二村 それは……。コメントしづらいので話題を変えますが(笑)、深澤さんといえば「草食男子」の名付け親というイメージが強いんですが、エロ関係もお詳しいんですね。
深澤 そうですね。AV監督の風吹あんなさん(※)の本の編集を担当したこともありますし、エロ関係の仕事もいろいろしています。
※風吹あんな:1973年生まれのAV女優。1994年デビュー。1995年には監督デビューも果たす。2001年に、深澤の編集担当で著書『セックスプレイヤー』(インターメディア出版)を上梓した。
二村 「宇宙企画」から売り出して、その後、女優さんからAV監督に転身した先駆けの人ですね。じっさいに膣口が2つある女性としても有名でした。そのぶん私は普通の女よりも性欲が強いんだ、というお話で……。凄みのある美人で。
深澤 「3日セックスしてないと体調が悪くなって口内炎ができる」っておっしゃっていました。血液検査をしたら、お医者さんに「君は天然で薬をやっているような状態だね」って言われるくらいいろいろな数値が高いんだとか。
彼女の本のタイトルを『セックスプレイヤー』にしたんですが、いいタイトルだったな、と思ってます。だから二村さんのことも、もちろん存じ上げておりました。「フタナリ」のAVとかも拝見してます。
二村 ありがとうございます。拙著を読んでくださってるだけでなくAV監督としての僕についてもご存じの方と話すのは、すごく嬉しいんです。多くの人はAV鑑賞の時に、あまり監督名まで注目しないので。

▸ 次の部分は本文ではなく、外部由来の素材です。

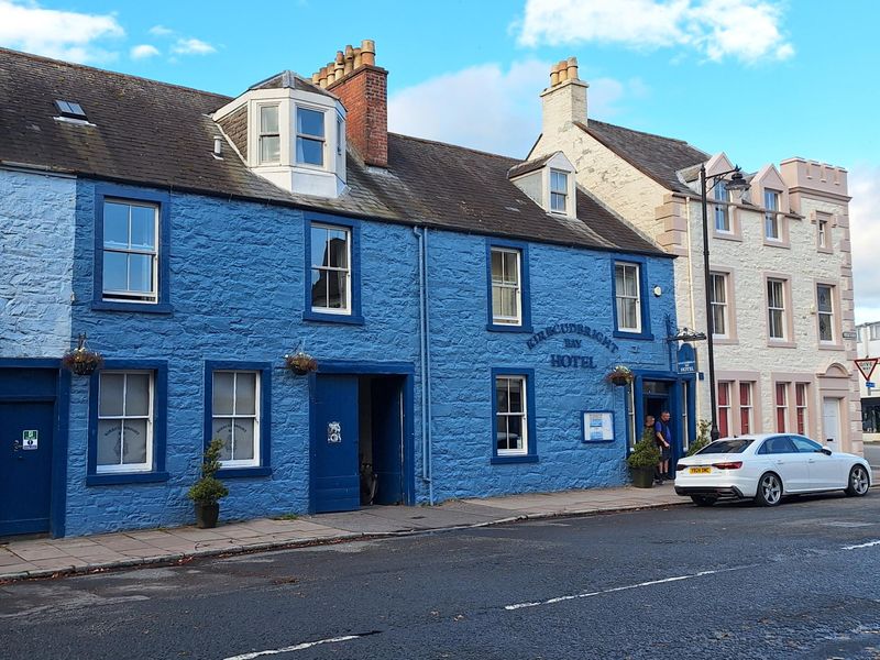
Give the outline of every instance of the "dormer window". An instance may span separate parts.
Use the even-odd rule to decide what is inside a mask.
[[[559,169],[550,170],[550,210],[566,213],[569,200],[569,175]]]
[[[274,165],[282,160],[282,135],[278,131],[278,107],[260,107],[260,164]]]
[[[323,112],[296,109],[296,162],[323,167]]]

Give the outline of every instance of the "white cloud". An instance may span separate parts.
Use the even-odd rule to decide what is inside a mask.
[[[217,48],[200,38],[190,37],[178,38],[172,51],[178,55],[208,55],[209,53],[216,53]]]
[[[0,45],[73,62],[107,62],[116,53],[95,42],[121,37],[111,14],[43,9],[34,2],[0,0]]]
[[[781,10],[770,0],[527,0],[524,46],[619,44],[635,50],[684,46],[718,62],[787,59]]]
[[[550,62],[472,66],[394,92],[392,131],[522,158],[541,132],[538,95],[549,84]],[[639,80],[590,81],[590,112],[613,114],[620,101],[644,96]]]
[[[880,321],[880,166],[855,167],[849,173],[849,194],[856,322]]]
[[[158,55],[158,48],[150,44],[140,44],[132,47],[130,55],[132,59],[146,59]]]
[[[165,25],[153,25],[147,32],[153,36],[169,36],[174,34],[174,30],[165,28]]]

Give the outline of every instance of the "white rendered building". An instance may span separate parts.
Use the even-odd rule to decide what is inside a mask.
[[[563,152],[582,188],[678,255],[678,326],[705,331],[700,166],[711,186],[735,160],[593,120],[587,87],[574,58],[553,66],[529,158]],[[746,178],[745,194],[723,182],[708,194],[719,430],[802,432],[860,453],[847,173],[790,158]],[[694,348],[708,419],[706,342]],[[647,394],[635,404],[637,417],[650,411]]]

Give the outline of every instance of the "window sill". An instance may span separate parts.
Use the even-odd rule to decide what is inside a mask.
[[[270,476],[272,468],[270,465],[254,465],[253,468],[221,468],[217,471],[219,479],[239,479],[248,476]]]
[[[486,323],[486,330],[490,332],[522,332],[532,334],[535,330],[529,326],[506,326],[503,323]]]
[[[615,330],[612,337],[616,339],[635,339],[639,341],[653,341],[653,334],[650,332],[627,332],[626,330]]]
[[[508,463],[537,463],[538,454],[521,454],[512,457],[492,457],[490,463],[492,465],[506,465]]]
[[[119,472],[86,475],[87,486],[116,486],[119,484],[152,484],[168,481],[167,472]]]
[[[304,311],[304,321],[318,321],[321,323],[345,323],[349,326],[363,326],[364,317],[361,315],[321,314],[319,311]]]
[[[134,311],[142,314],[174,314],[174,307],[168,302],[141,304],[141,302],[117,302],[114,300],[92,300],[92,311]]]

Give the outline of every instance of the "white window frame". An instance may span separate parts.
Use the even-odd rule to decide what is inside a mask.
[[[803,393],[803,400],[798,402],[798,395]],[[803,419],[803,429],[800,428],[801,419]],[[810,427],[810,384],[795,383],[794,384],[794,432],[801,436],[807,435]]]
[[[352,242],[352,229],[351,227],[344,227],[342,224],[323,224],[321,222],[312,222],[309,227],[309,235],[311,235],[311,231],[315,229],[323,229],[328,232],[330,231],[342,231],[345,232],[345,263],[348,264],[346,268],[340,268],[338,266],[316,266],[311,263],[311,253],[308,255],[309,260],[309,274],[314,273],[315,271],[327,271],[329,273],[345,273],[345,306],[343,308],[336,308],[336,307],[316,307],[309,300],[309,305],[311,307],[311,311],[318,314],[336,314],[339,316],[351,316],[352,315],[352,267],[353,264],[351,263],[351,242]],[[324,241],[324,245],[327,245],[327,241]],[[315,251],[315,244],[310,244],[311,251]],[[309,289],[310,292],[311,289]],[[328,296],[328,302],[329,302]]]
[[[129,245],[120,248],[118,245],[108,246],[107,243],[107,205],[117,204],[125,205],[128,207],[141,207],[153,210],[153,250],[143,250],[132,248],[131,245],[131,208],[129,209]],[[119,197],[106,197],[103,199],[103,222],[102,231],[105,235],[101,237],[101,299],[113,302],[133,302],[138,305],[156,305],[158,302],[158,252],[160,252],[160,205],[151,204],[147,201],[140,201],[133,199],[124,199]],[[106,253],[124,254],[130,257],[133,254],[146,255],[151,257],[151,266],[153,276],[150,283],[150,292],[134,292],[131,289],[108,289],[107,288],[107,272],[103,268],[103,258]],[[125,277],[127,282],[130,279],[131,260],[127,258]]]
[[[636,296],[627,296],[623,295],[620,292],[617,290],[617,268],[624,268],[624,280],[626,280],[626,272],[628,268],[632,268],[636,273]],[[623,314],[622,312],[622,304],[623,300],[635,300],[636,301],[636,324],[635,327],[624,327],[623,324]],[[638,334],[641,332],[641,265],[635,264],[631,262],[614,262],[614,304],[616,306],[617,311],[617,331],[618,332],[632,332],[634,334]]]
[[[724,179],[715,184],[715,231],[717,233],[734,233],[734,226],[730,218],[730,209],[727,202],[730,201],[730,191]],[[718,227],[718,220],[723,220],[726,227]]]
[[[715,294],[717,288],[715,280],[722,280],[721,290],[724,299],[717,300]],[[726,339],[730,336],[730,307],[727,301],[727,273],[710,273],[710,299],[712,301],[712,336]],[[721,310],[722,323],[724,324],[724,332],[718,332],[718,324],[715,322],[715,311]]]
[[[267,110],[274,108],[275,112],[277,113],[277,123],[278,123],[278,132],[277,133],[264,133],[263,132],[263,110]],[[282,164],[282,108],[280,103],[258,103],[256,106],[256,162],[260,165],[280,165]],[[277,138],[278,139],[278,160],[277,161],[264,161],[263,160],[263,139],[264,138]]]
[[[563,178],[564,186],[562,190],[559,190],[553,187],[553,175],[559,175]],[[550,212],[551,213],[560,213],[560,215],[568,215],[569,212],[569,176],[568,172],[563,172],[561,169],[550,169]],[[553,200],[557,198],[562,198],[562,208],[554,208]]]
[[[128,383],[129,383],[129,375],[144,375],[146,374],[150,376],[150,402],[147,405],[147,413],[146,415],[127,415],[125,414],[125,398],[127,398],[127,391],[128,391]],[[122,415],[101,415],[101,388],[103,387],[103,376],[106,375],[122,375]],[[122,460],[124,455],[124,446],[125,446],[125,420],[127,419],[145,419],[146,420],[146,459],[143,463],[117,463],[117,464],[101,464],[98,462],[98,443],[100,439],[96,438],[95,443],[95,472],[97,474],[123,474],[130,472],[152,472],[153,470],[153,444],[154,444],[154,431],[153,425],[155,420],[154,415],[154,405],[156,399],[156,376],[153,371],[150,370],[101,370],[98,373],[98,400],[96,405],[98,406],[98,426],[100,428],[101,421],[106,420],[120,420],[122,432],[120,435],[120,452],[119,457]],[[96,428],[96,433],[97,433]]]
[[[781,307],[777,307],[773,305],[773,300],[771,299],[770,295],[770,286],[771,285],[779,285],[779,297],[781,299]],[[788,328],[788,319],[785,312],[785,280],[779,279],[776,277],[768,277],[767,278],[767,337],[771,341],[785,341],[789,338],[789,328]],[[773,315],[778,314],[780,319],[780,326],[782,328],[782,337],[777,337],[773,334]]]
[[[740,381],[739,385],[739,419],[737,420],[739,424],[739,432],[741,435],[746,433],[754,433],[755,432],[755,387],[754,384],[749,381]],[[745,402],[743,399],[743,388],[746,388],[748,396],[746,397]],[[748,416],[749,428],[743,428],[743,413],[746,413]]]
[[[522,324],[522,252],[514,248],[491,248],[490,260],[495,254],[501,254],[502,260],[513,255],[516,258],[516,282],[504,282],[503,279],[495,279],[495,274],[490,263],[490,273],[492,274],[492,322],[497,326],[521,326]],[[502,271],[504,271],[504,263],[502,263]],[[514,289],[516,292],[516,311],[514,317],[496,316],[495,315],[495,300],[496,292],[501,293],[502,289]],[[501,298],[497,298],[501,299]]]
[[[299,111],[300,110],[308,110],[310,112],[318,112],[321,116],[321,125],[323,127],[323,131],[321,135],[312,135],[310,133],[300,133],[299,132]],[[297,144],[299,140],[308,140],[311,142],[320,142],[321,143],[321,163],[320,165],[315,163],[306,163],[305,161],[300,161],[297,157]],[[315,167],[317,169],[327,169],[327,108],[319,108],[317,106],[307,106],[305,103],[295,103],[294,105],[294,164],[298,167]]]
[[[828,305],[831,309],[823,310],[820,304],[820,289],[828,289]],[[833,344],[836,339],[836,332],[834,328],[834,317],[835,317],[835,305],[834,305],[834,286],[831,284],[817,284],[816,285],[816,336],[818,337],[818,342],[822,344]],[[828,320],[828,329],[831,331],[831,338],[823,339],[822,337],[822,319],[826,317]]]
[[[522,410],[519,413],[510,413],[510,382],[512,381],[519,381],[520,391],[522,392]],[[507,410],[508,413],[502,413],[499,409],[495,410],[495,452],[499,457],[521,457],[526,455],[529,452],[529,419],[528,419],[528,377],[517,374],[504,374],[504,375],[496,375],[495,376],[495,400],[498,399],[498,385],[502,382],[506,383],[506,396],[507,396]],[[498,440],[501,439],[501,433],[504,432],[505,438],[507,439],[506,444],[509,444],[509,433],[507,431],[507,424],[506,419],[508,417],[519,417],[521,418],[521,426],[522,435],[520,444],[521,447],[517,449],[499,449],[498,448]],[[502,427],[502,421],[505,420],[504,427]],[[502,431],[504,428],[504,431]]]
[[[213,391],[215,391],[215,376],[220,373],[232,374],[232,413],[230,415],[217,415],[213,409]],[[238,414],[238,388],[239,388],[239,375],[246,374],[249,376],[254,377],[254,413],[251,414]],[[228,419],[232,426],[232,447],[230,448],[230,455],[234,455],[234,441],[235,441],[235,420],[237,419],[249,419],[253,420],[254,422],[254,447],[253,447],[253,458],[252,459],[243,459],[243,460],[235,460],[230,459],[228,461],[220,461],[220,464],[223,468],[254,468],[258,466],[262,460],[260,455],[260,449],[262,447],[261,442],[261,418],[262,418],[262,393],[261,393],[261,372],[253,371],[253,370],[232,370],[232,369],[218,369],[211,373],[211,429],[213,429],[213,422],[216,419]]]
[[[782,241],[782,223],[779,220],[779,205],[782,193],[771,188],[763,190],[763,237],[768,241]],[[772,228],[772,233],[771,233]]]

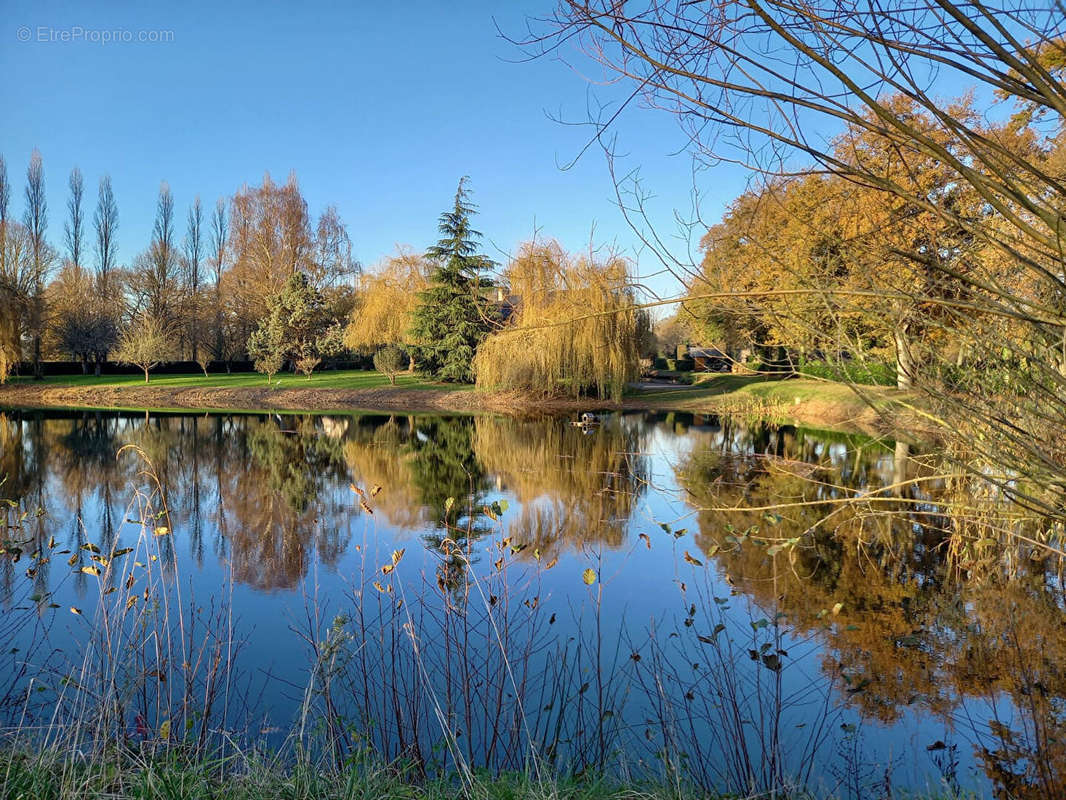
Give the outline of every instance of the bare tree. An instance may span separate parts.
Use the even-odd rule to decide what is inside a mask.
[[[100,178],[93,225],[96,228],[96,265],[106,283],[118,262],[118,205],[110,175]]]
[[[229,242],[229,224],[226,198],[220,197],[211,214],[211,263],[214,269],[214,357],[225,358],[225,342],[222,324],[222,273],[226,265],[226,247]],[[229,361],[226,359],[227,365]]]
[[[33,257],[33,302],[29,320],[33,337],[33,377],[41,380],[44,378],[41,367],[41,339],[45,327],[45,281],[51,259],[48,242],[45,240],[45,231],[48,229],[45,169],[41,160],[41,153],[36,149],[30,157],[30,165],[26,170],[23,223],[30,235],[30,249]]]
[[[199,195],[196,195],[193,205],[189,208],[188,224],[185,227],[184,256],[185,256],[185,282],[189,292],[188,297],[188,327],[189,340],[192,347],[193,361],[198,361],[198,343],[203,338],[200,330],[200,259],[204,257],[204,209],[200,206]],[[201,365],[203,366],[203,365]],[[206,370],[205,370],[206,371]]]
[[[0,227],[7,225],[7,204],[11,202],[11,181],[7,180],[7,162],[0,156]]]
[[[142,315],[123,332],[115,351],[115,358],[140,367],[144,382],[148,371],[174,357],[174,345],[166,324],[149,315]]]
[[[166,181],[159,187],[151,244],[136,259],[134,283],[142,311],[168,329],[173,322],[177,286],[178,253],[174,242],[174,195]]]
[[[936,410],[946,450],[966,453],[958,466],[1021,507],[1063,518],[1066,178],[1054,161],[1066,146],[1061,3],[561,0],[521,44],[534,54],[587,59],[607,84],[625,87],[619,108],[589,121],[589,141],[604,148],[612,173],[613,122],[643,100],[677,118],[697,166],[729,161],[770,178],[828,173],[881,192],[883,205],[903,217],[925,214],[953,231],[962,244],[884,249],[927,279],[904,288],[882,270],[867,302],[898,316],[901,333],[925,308],[965,332],[982,364],[964,384],[953,365],[940,369],[933,346],[921,354],[922,342],[903,348],[908,359],[928,361],[932,374],[918,390]],[[946,101],[937,94],[946,81],[974,92]],[[982,98],[988,102],[979,108]],[[994,98],[1013,102],[1015,116],[997,122],[1003,115],[988,113]],[[934,191],[916,173],[918,161],[941,176]],[[706,292],[693,259],[671,253],[647,224],[643,190],[618,186],[644,242],[690,297]],[[955,257],[960,246],[979,256],[965,271]],[[957,288],[946,295],[946,284]],[[981,383],[992,369],[1011,375],[1006,388]]]
[[[77,166],[70,171],[70,197],[67,199],[67,223],[63,233],[66,238],[67,256],[70,263],[81,267],[81,246],[83,239],[82,228],[84,227],[84,214],[82,213],[82,197],[84,195],[84,185],[82,182],[81,170]]]

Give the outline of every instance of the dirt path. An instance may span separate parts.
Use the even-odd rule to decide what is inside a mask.
[[[706,414],[745,414],[794,421],[801,425],[877,433],[885,420],[858,398],[842,402],[811,398],[802,402],[753,403],[741,393],[693,393],[678,386],[663,390],[655,384],[648,397],[629,397],[620,403],[552,398],[518,393],[455,391],[451,389],[316,389],[263,387],[173,386],[62,386],[9,384],[0,386],[0,406],[34,409],[149,409],[190,411],[291,411],[291,412],[423,412],[544,416],[579,414],[584,411],[691,411]],[[671,387],[673,388],[673,387]],[[689,389],[684,391],[683,389]]]

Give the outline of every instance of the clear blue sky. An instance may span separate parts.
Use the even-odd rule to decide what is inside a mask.
[[[497,32],[498,23],[520,34],[527,15],[551,0],[0,2],[0,153],[12,210],[21,214],[37,147],[55,244],[75,165],[92,204],[99,176],[111,174],[123,263],[148,242],[164,179],[183,225],[196,194],[211,205],[264,172],[285,179],[295,171],[311,211],[336,204],[370,266],[398,243],[431,243],[467,174],[478,227],[498,258],[534,225],[570,249],[586,246],[595,226],[596,241],[625,249],[642,275],[658,269],[614,205],[600,151],[560,169],[588,131],[550,116],[584,119],[589,92],[602,90],[560,61],[518,63],[521,53]],[[134,39],[164,31],[173,41],[85,41],[103,31]],[[692,188],[688,156],[673,155],[682,144],[674,121],[633,109],[617,132],[623,167],[641,167],[658,224],[673,230]],[[705,173],[705,211],[720,213],[744,180],[729,167]],[[676,288],[665,277],[650,283]]]

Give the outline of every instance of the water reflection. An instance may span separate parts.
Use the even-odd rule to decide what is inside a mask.
[[[949,512],[965,486],[932,479],[937,464],[905,444],[691,415],[614,416],[586,435],[494,417],[13,413],[0,416],[9,532],[26,551],[53,537],[112,547],[146,462],[195,562],[226,564],[257,592],[340,570],[369,522],[398,546],[417,538],[446,593],[498,524],[512,551],[543,563],[642,550],[637,535],[665,522],[658,498],[680,493],[696,516],[680,550],[815,638],[856,713],[892,725],[922,709],[959,732],[1003,797],[1062,795],[1060,566],[1036,550],[988,563],[964,544]],[[841,502],[885,486],[877,501]],[[26,509],[43,513],[16,521]],[[668,583],[676,567],[663,566]],[[55,570],[36,570],[35,593]],[[5,559],[6,597],[21,579]]]
[[[843,676],[865,717],[892,723],[911,708],[932,711],[969,734],[999,796],[1060,797],[1062,564],[1022,547],[1023,558],[1007,553],[978,579],[958,551],[957,523],[943,513],[958,484],[910,482],[928,470],[906,445],[726,426],[678,473],[706,509],[701,549],[739,591],[822,638],[824,673]],[[836,502],[850,490],[889,485],[898,502]],[[773,502],[787,507],[723,510]],[[760,535],[795,546],[759,546]]]

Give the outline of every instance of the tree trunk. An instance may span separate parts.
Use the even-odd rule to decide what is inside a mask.
[[[910,345],[907,342],[907,326],[898,325],[895,338],[895,387],[909,389],[915,385],[915,362],[910,355]]]
[[[41,381],[45,378],[45,370],[41,366],[41,335],[33,335],[33,380]]]

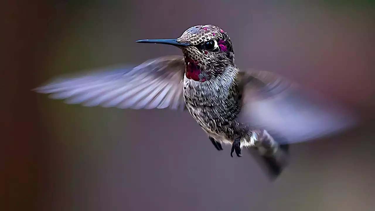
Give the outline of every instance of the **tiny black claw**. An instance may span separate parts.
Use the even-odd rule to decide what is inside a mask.
[[[240,147],[241,145],[241,138],[237,138],[234,139],[232,144],[232,149],[231,150],[231,157],[233,157],[233,152],[236,151],[236,154],[237,155],[237,157],[242,157],[242,154],[241,154],[241,148]]]
[[[221,144],[216,141],[216,140],[213,137],[210,137],[210,140],[211,141],[212,144],[213,145],[215,148],[218,150],[220,151],[220,150],[223,150],[223,147],[221,146]]]

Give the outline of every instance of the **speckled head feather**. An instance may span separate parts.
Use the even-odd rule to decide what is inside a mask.
[[[191,45],[180,47],[185,58],[186,77],[189,79],[204,82],[222,73],[228,65],[234,66],[230,38],[217,26],[193,26],[177,39]]]

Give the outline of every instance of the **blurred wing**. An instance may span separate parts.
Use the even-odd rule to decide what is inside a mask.
[[[306,141],[356,123],[343,107],[276,74],[252,70],[237,79],[243,92],[239,121],[281,137],[280,143]]]
[[[35,91],[52,93],[53,99],[69,104],[135,109],[169,108],[183,110],[182,56],[147,61],[133,68],[92,72],[55,79]]]

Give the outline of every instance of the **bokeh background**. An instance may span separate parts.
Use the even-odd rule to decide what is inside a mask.
[[[2,1],[0,210],[373,210],[373,2]],[[135,41],[206,24],[228,32],[239,67],[322,92],[361,124],[293,145],[270,182],[249,155],[215,149],[188,113],[84,107],[30,91],[61,74],[180,54]]]

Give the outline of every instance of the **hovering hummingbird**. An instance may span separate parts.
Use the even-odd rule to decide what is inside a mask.
[[[183,56],[55,80],[34,90],[86,106],[187,110],[218,150],[231,145],[231,155],[235,152],[239,157],[243,148],[254,149],[252,154],[262,158],[273,178],[288,163],[289,144],[355,122],[345,109],[281,76],[240,71],[230,39],[217,26],[194,26],[176,39],[136,42],[173,45]]]

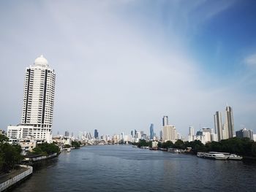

深澤 「草食男子」があまりにも一般的な言葉になってしまったので女性誌系やサブカル系のイメージを持たれるか、一方で上野千鶴子さんと20年来のおつきあいなので生真面目なフェミニストのイメージも持たれるので、「エロ業界には興味ないでしょ」と思われるようですが、性にまつわるいろいろなテーマの仕事をしてきたんです。
二村 たしかに、深澤さんと「そうそう、風吹さんにはマンコが2つあって」なんて話ができるなんて思いませんでした。
最近の若い男は使えない?
二村 深澤さんが言い出された「草食男子」ですけど、そもそもこの言葉ってどうやって生まれたんですか。